The loan conditions are: the employees of the unit have signed labor contracts for more than three years (or signed 1 year labor contracts for three consecutive years); Normal continuous monthly housing provident fund deposit exceeds a certain period; Not exceeding the statutory retirement age; The borrower has a stable economic income and the ability to repay the principal and interest; The borrower agrees to handle the mortgage registration and insurance; Provide the guarantee method agreed by the local housing provident fund management center and its sub-centers; At the same time, submit relevant documents required by the bank, such as house purchase contract or house pre-sale contract, real estate license, land use certificate, deposit certificate of provident fund, etc.

Letter of credit clause

1. Only employees who participate in the housing provident fund system are eligible to apply for housing provident fund loans. Employees who have not participated in the housing provident fund system cannot apply for housing provident fund loans.

2. If you participate in the housing provident fund system, you must also meet the following conditions to apply for a housing provident fund personal housing loan: that is, you must pay the housing provident fund continuously for not less than 6 months before applying for the loan. Because, if the employee's behavior of paying housing provident fund is abnormal and intermittent, it means that his income is unstable and he is prone to risks after issuing loans.

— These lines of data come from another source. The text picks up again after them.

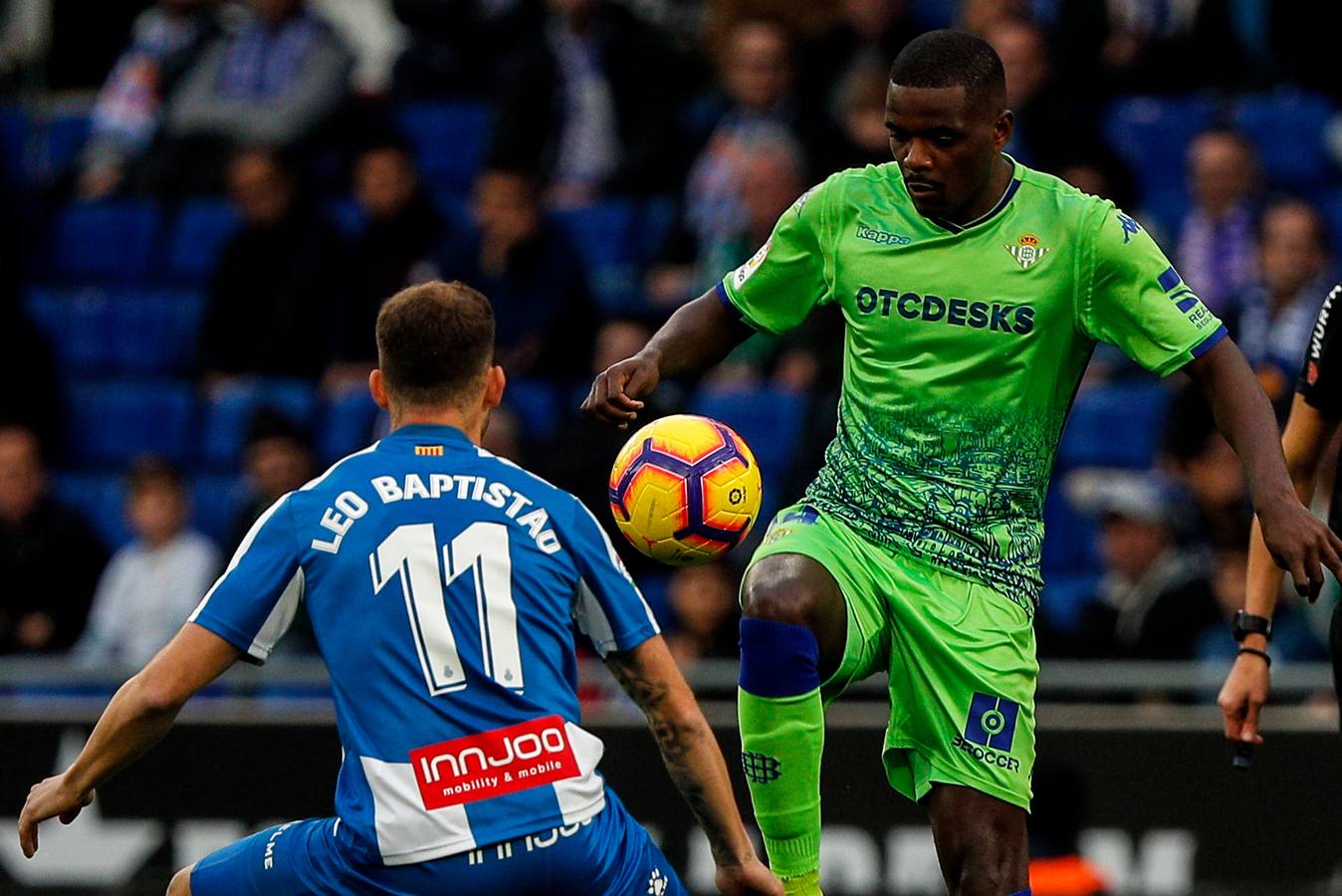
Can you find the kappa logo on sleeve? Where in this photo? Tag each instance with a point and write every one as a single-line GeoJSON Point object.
{"type": "Point", "coordinates": [494, 764]}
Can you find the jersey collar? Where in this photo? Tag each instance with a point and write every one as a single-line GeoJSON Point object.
{"type": "Point", "coordinates": [994, 212]}
{"type": "Point", "coordinates": [428, 432]}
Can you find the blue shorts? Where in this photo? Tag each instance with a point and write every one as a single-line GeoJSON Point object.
{"type": "Point", "coordinates": [609, 853]}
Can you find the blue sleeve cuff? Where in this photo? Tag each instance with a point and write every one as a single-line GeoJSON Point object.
{"type": "Point", "coordinates": [1210, 342]}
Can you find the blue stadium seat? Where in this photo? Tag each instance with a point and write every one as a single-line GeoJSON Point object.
{"type": "Point", "coordinates": [118, 332]}
{"type": "Point", "coordinates": [1114, 425]}
{"type": "Point", "coordinates": [1287, 129]}
{"type": "Point", "coordinates": [108, 240]}
{"type": "Point", "coordinates": [346, 425]}
{"type": "Point", "coordinates": [1070, 538]}
{"type": "Point", "coordinates": [1153, 133]}
{"type": "Point", "coordinates": [215, 503]}
{"type": "Point", "coordinates": [606, 238]}
{"type": "Point", "coordinates": [228, 414]}
{"type": "Point", "coordinates": [74, 323]}
{"type": "Point", "coordinates": [770, 420]}
{"type": "Point", "coordinates": [448, 141]}
{"type": "Point", "coordinates": [101, 499]}
{"type": "Point", "coordinates": [114, 421]}
{"type": "Point", "coordinates": [200, 232]}
{"type": "Point", "coordinates": [537, 405]}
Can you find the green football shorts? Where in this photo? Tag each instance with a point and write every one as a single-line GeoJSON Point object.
{"type": "Point", "coordinates": [960, 656]}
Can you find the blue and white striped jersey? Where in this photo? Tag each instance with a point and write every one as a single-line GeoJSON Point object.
{"type": "Point", "coordinates": [443, 585]}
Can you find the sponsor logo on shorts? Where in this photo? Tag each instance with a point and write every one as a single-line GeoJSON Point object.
{"type": "Point", "coordinates": [494, 762]}
{"type": "Point", "coordinates": [760, 768]}
{"type": "Point", "coordinates": [990, 731]}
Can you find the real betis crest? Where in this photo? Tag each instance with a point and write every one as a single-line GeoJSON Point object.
{"type": "Point", "coordinates": [1026, 250]}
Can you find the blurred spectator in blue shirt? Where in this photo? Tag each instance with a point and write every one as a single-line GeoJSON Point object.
{"type": "Point", "coordinates": [1156, 595]}
{"type": "Point", "coordinates": [1216, 250]}
{"type": "Point", "coordinates": [394, 248]}
{"type": "Point", "coordinates": [1271, 318]}
{"type": "Point", "coordinates": [730, 209]}
{"type": "Point", "coordinates": [585, 104]}
{"type": "Point", "coordinates": [50, 557]}
{"type": "Point", "coordinates": [281, 283]}
{"type": "Point", "coordinates": [273, 82]}
{"type": "Point", "coordinates": [165, 41]}
{"type": "Point", "coordinates": [151, 583]}
{"type": "Point", "coordinates": [533, 274]}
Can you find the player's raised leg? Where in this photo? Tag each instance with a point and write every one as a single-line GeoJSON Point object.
{"type": "Point", "coordinates": [982, 842]}
{"type": "Point", "coordinates": [791, 636]}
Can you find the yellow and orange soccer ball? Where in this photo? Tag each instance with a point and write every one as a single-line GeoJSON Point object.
{"type": "Point", "coordinates": [685, 490]}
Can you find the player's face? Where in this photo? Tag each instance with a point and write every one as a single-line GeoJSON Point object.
{"type": "Point", "coordinates": [945, 145]}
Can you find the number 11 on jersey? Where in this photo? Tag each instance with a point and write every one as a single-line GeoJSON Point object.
{"type": "Point", "coordinates": [409, 555]}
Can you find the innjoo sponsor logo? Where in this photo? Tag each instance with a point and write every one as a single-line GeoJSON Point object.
{"type": "Point", "coordinates": [493, 764]}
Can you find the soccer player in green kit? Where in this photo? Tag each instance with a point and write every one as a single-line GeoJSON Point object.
{"type": "Point", "coordinates": [973, 290]}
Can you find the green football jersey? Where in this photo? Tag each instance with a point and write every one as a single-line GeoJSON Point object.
{"type": "Point", "coordinates": [964, 350]}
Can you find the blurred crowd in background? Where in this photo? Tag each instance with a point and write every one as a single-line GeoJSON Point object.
{"type": "Point", "coordinates": [205, 203]}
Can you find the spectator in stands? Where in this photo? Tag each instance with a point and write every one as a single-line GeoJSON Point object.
{"type": "Point", "coordinates": [1196, 454]}
{"type": "Point", "coordinates": [151, 583]}
{"type": "Point", "coordinates": [586, 104]}
{"type": "Point", "coordinates": [50, 559]}
{"type": "Point", "coordinates": [756, 176]}
{"type": "Point", "coordinates": [165, 41]}
{"type": "Point", "coordinates": [452, 46]}
{"type": "Point", "coordinates": [280, 282]}
{"type": "Point", "coordinates": [704, 601]}
{"type": "Point", "coordinates": [1272, 316]}
{"type": "Point", "coordinates": [396, 248]}
{"type": "Point", "coordinates": [533, 274]}
{"type": "Point", "coordinates": [1216, 251]}
{"type": "Point", "coordinates": [273, 82]}
{"type": "Point", "coordinates": [1048, 123]}
{"type": "Point", "coordinates": [277, 459]}
{"type": "Point", "coordinates": [866, 35]}
{"type": "Point", "coordinates": [1156, 595]}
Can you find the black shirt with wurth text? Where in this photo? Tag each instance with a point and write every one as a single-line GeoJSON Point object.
{"type": "Point", "coordinates": [1321, 379]}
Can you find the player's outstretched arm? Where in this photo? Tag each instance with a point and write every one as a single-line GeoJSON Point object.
{"type": "Point", "coordinates": [651, 678]}
{"type": "Point", "coordinates": [1245, 690]}
{"type": "Point", "coordinates": [1295, 540]}
{"type": "Point", "coordinates": [698, 336]}
{"type": "Point", "coordinates": [138, 715]}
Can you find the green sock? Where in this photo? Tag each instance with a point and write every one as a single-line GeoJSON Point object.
{"type": "Point", "coordinates": [782, 741]}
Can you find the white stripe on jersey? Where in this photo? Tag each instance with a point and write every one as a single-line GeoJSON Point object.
{"type": "Point", "coordinates": [405, 830]}
{"type": "Point", "coordinates": [238, 556]}
{"type": "Point", "coordinates": [581, 796]}
{"type": "Point", "coordinates": [281, 617]}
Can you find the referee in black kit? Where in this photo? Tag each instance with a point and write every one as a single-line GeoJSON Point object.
{"type": "Point", "coordinates": [1315, 413]}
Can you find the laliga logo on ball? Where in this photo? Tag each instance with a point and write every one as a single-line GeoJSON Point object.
{"type": "Point", "coordinates": [685, 490]}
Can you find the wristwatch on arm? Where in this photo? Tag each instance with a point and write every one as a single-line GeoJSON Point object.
{"type": "Point", "coordinates": [1248, 624]}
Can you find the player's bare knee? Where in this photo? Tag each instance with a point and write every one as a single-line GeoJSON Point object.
{"type": "Point", "coordinates": [783, 589]}
{"type": "Point", "coordinates": [180, 883]}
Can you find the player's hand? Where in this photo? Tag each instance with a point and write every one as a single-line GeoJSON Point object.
{"type": "Point", "coordinates": [1302, 545]}
{"type": "Point", "coordinates": [748, 879]}
{"type": "Point", "coordinates": [1242, 696]}
{"type": "Point", "coordinates": [616, 390]}
{"type": "Point", "coordinates": [50, 798]}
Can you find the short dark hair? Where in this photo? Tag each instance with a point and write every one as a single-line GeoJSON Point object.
{"type": "Point", "coordinates": [949, 58]}
{"type": "Point", "coordinates": [151, 472]}
{"type": "Point", "coordinates": [434, 340]}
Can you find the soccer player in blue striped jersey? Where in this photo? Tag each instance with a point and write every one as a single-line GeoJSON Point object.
{"type": "Point", "coordinates": [443, 585]}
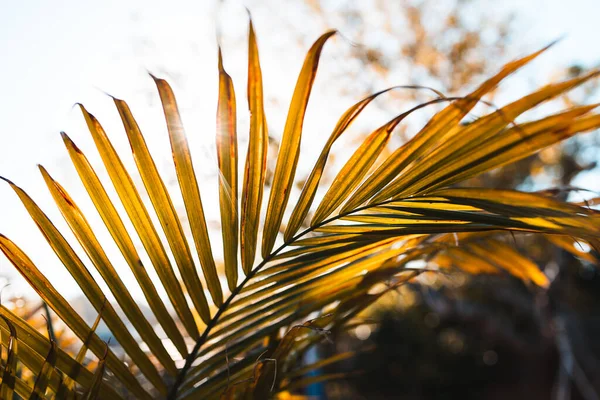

3. If one of the husband and wife has applied for a housing provident fund loan, both husband and wife shall not obtain a housing provident fund loan again before paying off the principal and interest of the loan. Because the housing provident fund loan is a kind of "housing security" financial support to meet the basic housing needs of workers' families.

4. When applying for a housing provident fund loan, the loan applicant must have a relatively stable economic income and repayment ability, and there are no other outstanding debts that may affect the repayment ability of the housing provident fund loan. When employees have other debts, it is risky to lend to housing provident fund, which violates the principle of safe operation of housing provident fund.

5. The term of the provident fund loan shall not exceed 30 years. For portfolio loans, the loan conditions of provident fund loans and commercial housing loans must be the same.

Term of provident fund loan, house age

Provident fund loans do not require the age of first-hand houses, but require the age of second-hand houses. The specific requirements are as follows: 1, the age of second-hand houses is less than 5 years (inclusive), and the longest provident fund loan is not more than 30 years; 2. The age of the second-hand house is 6 years to 19, and the longest term of the provident fund loan shall not exceed the difference between 35 years and the age of the house; 3. If the age of the second-hand house exceeds 20 years (inclusive), the longest term of the provident fund loan shall not exceed 15 years. Generally, banks stipulate that the service life of the house applying for a loan should be within 15 years, and the loan amount generally ranges from 50% to 80% of the real estate assessment amount, mainly depending on your personal credit situation. "Regulations on the Management of Housing Provident Fund" Article 24 Employees may withdraw the balance of the housing provident fund account under any of the following circumstances: (1) purchasing, building, renovating or overhauling their own houses; (2) retirement; (three) completely lose the ability to work, and terminate the labor relationship with the unit; (4) Having left the country to settle down; (5) Repaying the principal and interest of the house purchase loan; (six) the rent exceeds the prescribed proportion of family wage income. In accordance with the provisions of items (2), (3) and (4) of the preceding paragraph, the employee housing provident fund account shall be cancelled at the same time. If an employee dies or is declared dead, the employee's heirs and legatees may withdraw the storage balance in the employee's housing provident fund account; If there is no heir or legatee, the storage balance in the employee housing provident fund account shall be included in the value-added income of the housing provident fund.

Let's stop here for the introduction of the age limit for provident fund loans.